Englishman Sir Edward William Elgar, (1857-1934) whose best-known compositions are orchestral works are Enigma Variations, the Pomp and Circumstance Marches, Concertos for violin and cello, and two symphonies. Appointed Master of the King's Musick in 1924, Elgar is often regarded as perhaps the most typical of English composers and was self-taught, but most of his musical influences were not from England but from continental Europe. He was regarded with suspicion in some quarters and in the class-conscious society of Victorian and Edwardian Britain, he was acutely sensitive about his humble origins. Importantly Elgar has been described as the first composer to take the gramophone seriously and conducted a series of acoustic recordings of his works between 1914 and 1925. After the invention and introduction of the microphone it now made it far easier to make more accurate sound reproduction possible.
Sir Charles Hubert Hastings Parry (1848-1918) was an English composer, teacher and historian of music. As a composer he is best known for "Jerusalem", the coronation anthem "I was glad" and the orchestral and choral ode “Blest Pair of Sirens”, his orchestral works include five symphonies and a set of Symphonic Variations.
Parry was taken up by George Grove, first as a contributor to Grove's massive Dictionary of Music and Musicians in the 1870s and 80s, and then in 1883 as professor of composition and musical history at the Royal College of Music, of which Grove was the first head. In 1895 Parry succeeded Grove as head of the College, remaining in the post for the rest of his life. Parry's influence on later composers is widely recognised. Edward Elgar learned much of his craft from Parry's articles in Grove's Dictionary, and among those who studied under Parry at the Royal College were Ralph Vaughan Williams, Gustav Holst, Frank Bridge and John Ireland.

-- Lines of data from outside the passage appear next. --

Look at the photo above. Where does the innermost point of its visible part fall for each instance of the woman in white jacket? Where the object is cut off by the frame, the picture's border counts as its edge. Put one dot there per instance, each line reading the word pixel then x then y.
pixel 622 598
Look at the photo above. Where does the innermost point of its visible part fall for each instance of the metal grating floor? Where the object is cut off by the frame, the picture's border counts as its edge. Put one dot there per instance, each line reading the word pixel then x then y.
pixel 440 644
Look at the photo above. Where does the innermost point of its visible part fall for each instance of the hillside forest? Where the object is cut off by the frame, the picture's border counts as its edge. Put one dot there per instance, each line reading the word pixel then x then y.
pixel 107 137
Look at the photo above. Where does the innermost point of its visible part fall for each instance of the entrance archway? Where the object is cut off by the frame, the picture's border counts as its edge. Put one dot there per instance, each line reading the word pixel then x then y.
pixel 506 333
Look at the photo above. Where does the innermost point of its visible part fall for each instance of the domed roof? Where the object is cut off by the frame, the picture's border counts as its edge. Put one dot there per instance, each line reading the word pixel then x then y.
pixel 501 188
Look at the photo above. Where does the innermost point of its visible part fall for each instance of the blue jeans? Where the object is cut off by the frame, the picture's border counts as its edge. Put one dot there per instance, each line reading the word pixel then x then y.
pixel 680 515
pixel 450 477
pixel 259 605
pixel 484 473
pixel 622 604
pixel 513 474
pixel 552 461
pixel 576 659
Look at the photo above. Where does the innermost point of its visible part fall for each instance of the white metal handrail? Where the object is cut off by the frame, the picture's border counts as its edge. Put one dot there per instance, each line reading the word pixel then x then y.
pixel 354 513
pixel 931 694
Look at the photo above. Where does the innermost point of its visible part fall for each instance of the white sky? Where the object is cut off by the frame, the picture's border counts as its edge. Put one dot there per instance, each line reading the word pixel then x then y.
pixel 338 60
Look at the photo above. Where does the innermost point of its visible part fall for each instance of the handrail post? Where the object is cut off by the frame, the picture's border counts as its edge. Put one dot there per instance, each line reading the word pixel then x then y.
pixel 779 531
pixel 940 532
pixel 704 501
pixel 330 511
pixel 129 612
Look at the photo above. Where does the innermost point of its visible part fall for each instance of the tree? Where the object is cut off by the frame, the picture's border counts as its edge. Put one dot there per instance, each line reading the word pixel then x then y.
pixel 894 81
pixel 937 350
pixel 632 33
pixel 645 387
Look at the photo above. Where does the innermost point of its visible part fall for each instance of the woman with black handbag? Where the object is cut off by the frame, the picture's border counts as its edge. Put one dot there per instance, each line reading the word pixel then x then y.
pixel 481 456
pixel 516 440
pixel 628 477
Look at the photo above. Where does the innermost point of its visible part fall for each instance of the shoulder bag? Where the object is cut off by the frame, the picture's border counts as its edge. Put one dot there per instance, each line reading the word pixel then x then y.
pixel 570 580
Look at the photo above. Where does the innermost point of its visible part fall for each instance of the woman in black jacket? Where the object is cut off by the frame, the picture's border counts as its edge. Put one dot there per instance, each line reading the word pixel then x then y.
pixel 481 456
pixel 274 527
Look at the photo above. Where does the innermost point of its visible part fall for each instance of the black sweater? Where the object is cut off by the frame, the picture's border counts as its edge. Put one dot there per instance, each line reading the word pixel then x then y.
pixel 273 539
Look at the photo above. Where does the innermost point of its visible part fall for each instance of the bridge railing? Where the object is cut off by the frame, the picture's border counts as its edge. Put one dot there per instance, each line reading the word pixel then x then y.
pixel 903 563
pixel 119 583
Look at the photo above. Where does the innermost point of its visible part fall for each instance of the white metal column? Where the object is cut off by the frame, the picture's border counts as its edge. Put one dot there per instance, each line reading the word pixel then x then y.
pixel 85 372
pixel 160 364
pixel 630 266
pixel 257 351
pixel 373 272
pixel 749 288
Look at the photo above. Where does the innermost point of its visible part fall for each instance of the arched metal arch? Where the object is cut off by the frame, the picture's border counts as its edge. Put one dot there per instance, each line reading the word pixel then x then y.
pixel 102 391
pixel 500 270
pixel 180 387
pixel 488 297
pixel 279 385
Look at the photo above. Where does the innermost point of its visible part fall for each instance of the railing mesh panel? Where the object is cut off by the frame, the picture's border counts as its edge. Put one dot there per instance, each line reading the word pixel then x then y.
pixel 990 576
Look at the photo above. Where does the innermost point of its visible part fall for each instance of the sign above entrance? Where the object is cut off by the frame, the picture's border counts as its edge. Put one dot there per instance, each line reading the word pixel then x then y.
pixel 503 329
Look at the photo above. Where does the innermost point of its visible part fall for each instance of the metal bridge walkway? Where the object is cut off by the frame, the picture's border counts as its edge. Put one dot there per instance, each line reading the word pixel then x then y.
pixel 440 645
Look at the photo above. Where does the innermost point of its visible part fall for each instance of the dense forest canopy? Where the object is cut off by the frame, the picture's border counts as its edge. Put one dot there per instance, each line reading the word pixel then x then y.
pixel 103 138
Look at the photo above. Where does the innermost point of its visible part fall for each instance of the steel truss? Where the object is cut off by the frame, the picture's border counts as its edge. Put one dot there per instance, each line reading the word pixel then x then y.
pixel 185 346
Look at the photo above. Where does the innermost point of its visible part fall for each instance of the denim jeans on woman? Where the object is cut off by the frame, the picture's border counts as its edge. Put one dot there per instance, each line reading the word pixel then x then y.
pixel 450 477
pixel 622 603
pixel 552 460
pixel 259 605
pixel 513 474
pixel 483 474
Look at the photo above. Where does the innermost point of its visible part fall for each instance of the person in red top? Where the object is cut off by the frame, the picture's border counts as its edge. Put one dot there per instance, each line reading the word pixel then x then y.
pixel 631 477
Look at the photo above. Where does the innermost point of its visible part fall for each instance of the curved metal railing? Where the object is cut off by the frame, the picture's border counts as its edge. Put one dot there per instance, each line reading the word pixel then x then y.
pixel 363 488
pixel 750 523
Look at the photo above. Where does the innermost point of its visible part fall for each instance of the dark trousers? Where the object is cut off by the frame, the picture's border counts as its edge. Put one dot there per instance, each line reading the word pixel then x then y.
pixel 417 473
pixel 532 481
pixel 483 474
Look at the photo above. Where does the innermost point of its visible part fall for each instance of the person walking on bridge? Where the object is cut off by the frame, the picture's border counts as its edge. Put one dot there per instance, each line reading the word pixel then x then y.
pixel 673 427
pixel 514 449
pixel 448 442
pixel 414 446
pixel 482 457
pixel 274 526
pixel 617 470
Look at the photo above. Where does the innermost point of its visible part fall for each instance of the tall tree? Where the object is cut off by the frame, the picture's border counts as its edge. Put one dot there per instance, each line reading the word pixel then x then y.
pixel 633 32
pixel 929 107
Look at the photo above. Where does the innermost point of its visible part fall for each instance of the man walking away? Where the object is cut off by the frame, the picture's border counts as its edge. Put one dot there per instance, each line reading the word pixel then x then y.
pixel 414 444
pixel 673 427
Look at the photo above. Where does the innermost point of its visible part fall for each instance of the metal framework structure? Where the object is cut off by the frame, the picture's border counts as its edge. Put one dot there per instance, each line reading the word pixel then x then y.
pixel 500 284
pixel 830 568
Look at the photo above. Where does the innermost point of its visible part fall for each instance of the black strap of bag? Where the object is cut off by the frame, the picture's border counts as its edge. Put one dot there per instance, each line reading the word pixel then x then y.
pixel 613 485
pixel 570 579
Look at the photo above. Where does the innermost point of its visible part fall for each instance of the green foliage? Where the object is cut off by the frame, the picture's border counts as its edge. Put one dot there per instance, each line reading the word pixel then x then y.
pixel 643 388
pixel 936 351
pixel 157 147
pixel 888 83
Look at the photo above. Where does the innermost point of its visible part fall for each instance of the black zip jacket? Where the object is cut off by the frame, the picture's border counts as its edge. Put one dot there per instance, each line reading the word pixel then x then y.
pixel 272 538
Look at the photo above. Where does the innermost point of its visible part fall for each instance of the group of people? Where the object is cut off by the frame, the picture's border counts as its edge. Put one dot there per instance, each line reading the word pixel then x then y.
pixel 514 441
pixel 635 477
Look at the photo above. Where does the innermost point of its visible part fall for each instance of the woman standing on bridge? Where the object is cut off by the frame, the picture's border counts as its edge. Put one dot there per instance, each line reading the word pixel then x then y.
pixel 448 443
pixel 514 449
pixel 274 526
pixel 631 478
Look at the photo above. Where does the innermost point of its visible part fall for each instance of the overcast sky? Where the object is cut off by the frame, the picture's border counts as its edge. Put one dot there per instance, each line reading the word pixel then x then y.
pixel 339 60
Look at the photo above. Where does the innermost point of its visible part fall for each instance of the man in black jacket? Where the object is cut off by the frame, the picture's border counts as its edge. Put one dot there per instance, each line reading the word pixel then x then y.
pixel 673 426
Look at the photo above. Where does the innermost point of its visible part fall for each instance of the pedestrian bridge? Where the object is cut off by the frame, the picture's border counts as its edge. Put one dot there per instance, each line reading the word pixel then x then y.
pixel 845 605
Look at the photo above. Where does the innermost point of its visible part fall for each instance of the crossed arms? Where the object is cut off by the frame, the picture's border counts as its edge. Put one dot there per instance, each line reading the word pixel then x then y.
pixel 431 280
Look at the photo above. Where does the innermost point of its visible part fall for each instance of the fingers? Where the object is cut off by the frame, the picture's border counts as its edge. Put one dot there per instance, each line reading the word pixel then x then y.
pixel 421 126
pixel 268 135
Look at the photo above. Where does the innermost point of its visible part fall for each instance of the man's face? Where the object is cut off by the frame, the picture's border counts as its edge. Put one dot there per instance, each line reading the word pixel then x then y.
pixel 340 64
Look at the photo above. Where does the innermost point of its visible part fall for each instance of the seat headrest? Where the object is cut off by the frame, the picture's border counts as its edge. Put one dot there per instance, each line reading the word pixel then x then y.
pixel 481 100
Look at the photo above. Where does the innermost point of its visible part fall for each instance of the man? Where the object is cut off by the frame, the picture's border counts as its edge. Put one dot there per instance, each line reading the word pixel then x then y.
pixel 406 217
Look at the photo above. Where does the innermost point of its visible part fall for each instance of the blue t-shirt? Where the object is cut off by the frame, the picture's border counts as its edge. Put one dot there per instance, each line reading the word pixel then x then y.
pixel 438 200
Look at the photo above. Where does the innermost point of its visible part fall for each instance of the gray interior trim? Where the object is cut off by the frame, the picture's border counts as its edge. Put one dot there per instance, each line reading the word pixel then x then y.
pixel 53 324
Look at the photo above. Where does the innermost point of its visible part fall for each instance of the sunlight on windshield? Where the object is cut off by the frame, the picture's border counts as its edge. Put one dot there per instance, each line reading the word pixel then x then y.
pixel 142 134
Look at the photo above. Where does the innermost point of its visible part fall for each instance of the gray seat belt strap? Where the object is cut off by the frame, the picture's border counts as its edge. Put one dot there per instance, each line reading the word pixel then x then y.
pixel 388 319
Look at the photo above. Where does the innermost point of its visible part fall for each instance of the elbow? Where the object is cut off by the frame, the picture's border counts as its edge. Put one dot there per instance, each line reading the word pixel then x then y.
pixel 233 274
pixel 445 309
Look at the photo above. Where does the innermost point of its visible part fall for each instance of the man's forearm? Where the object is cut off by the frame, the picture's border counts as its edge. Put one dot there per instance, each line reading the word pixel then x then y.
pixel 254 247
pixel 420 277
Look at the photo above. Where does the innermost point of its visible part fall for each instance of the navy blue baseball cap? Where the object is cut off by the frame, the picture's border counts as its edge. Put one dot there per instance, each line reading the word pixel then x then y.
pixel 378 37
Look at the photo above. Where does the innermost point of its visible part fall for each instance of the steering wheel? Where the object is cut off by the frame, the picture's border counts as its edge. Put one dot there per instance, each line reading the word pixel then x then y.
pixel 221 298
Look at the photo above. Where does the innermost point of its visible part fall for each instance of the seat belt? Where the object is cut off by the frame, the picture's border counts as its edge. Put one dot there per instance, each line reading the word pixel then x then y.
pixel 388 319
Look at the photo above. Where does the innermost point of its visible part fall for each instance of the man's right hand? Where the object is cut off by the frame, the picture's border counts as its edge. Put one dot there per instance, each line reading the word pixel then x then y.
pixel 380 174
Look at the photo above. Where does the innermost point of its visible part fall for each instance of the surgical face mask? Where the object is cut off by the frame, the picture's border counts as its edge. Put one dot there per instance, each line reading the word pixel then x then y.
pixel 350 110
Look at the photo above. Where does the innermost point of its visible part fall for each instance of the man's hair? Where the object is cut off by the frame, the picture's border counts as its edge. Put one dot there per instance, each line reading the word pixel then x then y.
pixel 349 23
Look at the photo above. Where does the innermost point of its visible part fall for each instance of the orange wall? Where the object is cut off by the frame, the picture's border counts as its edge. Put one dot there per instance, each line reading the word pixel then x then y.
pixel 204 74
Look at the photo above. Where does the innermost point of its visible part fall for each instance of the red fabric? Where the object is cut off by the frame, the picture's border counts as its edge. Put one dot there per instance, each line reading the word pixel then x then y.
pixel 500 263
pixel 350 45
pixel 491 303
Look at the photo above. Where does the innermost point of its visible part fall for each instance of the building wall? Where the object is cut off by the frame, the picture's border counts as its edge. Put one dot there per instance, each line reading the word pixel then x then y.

The “can-can” is a high-energy and physically demanding music hall dance, traditionally performed by a chorus line of female dancers who wear costumes with long skirts, petticoats, and black stockings. The main features of the dance are the lifting and manipulation of the skirts, with high kicking and suggestive, provocative body movements. It first appeared in the working-class ballrooms of Montparnasse in Paris in around 1830. The dance did cause something of a scandal, and for a while, there were attempts to repress it. Occasionally people dancing the can-can were arrested but it was never officially banned. Jacques Offenbach (1819-1880) was a German-born French composer and impresario of the romantic period. He is best remembered for nearly 100 operettas of the 1850s–1870s and his uncompleted opera “The Tales of Hoffmann”. He was a powerful influence on later composers of the operetta genre, particularly Johann Straus, Jr. and Arthur Sullivan.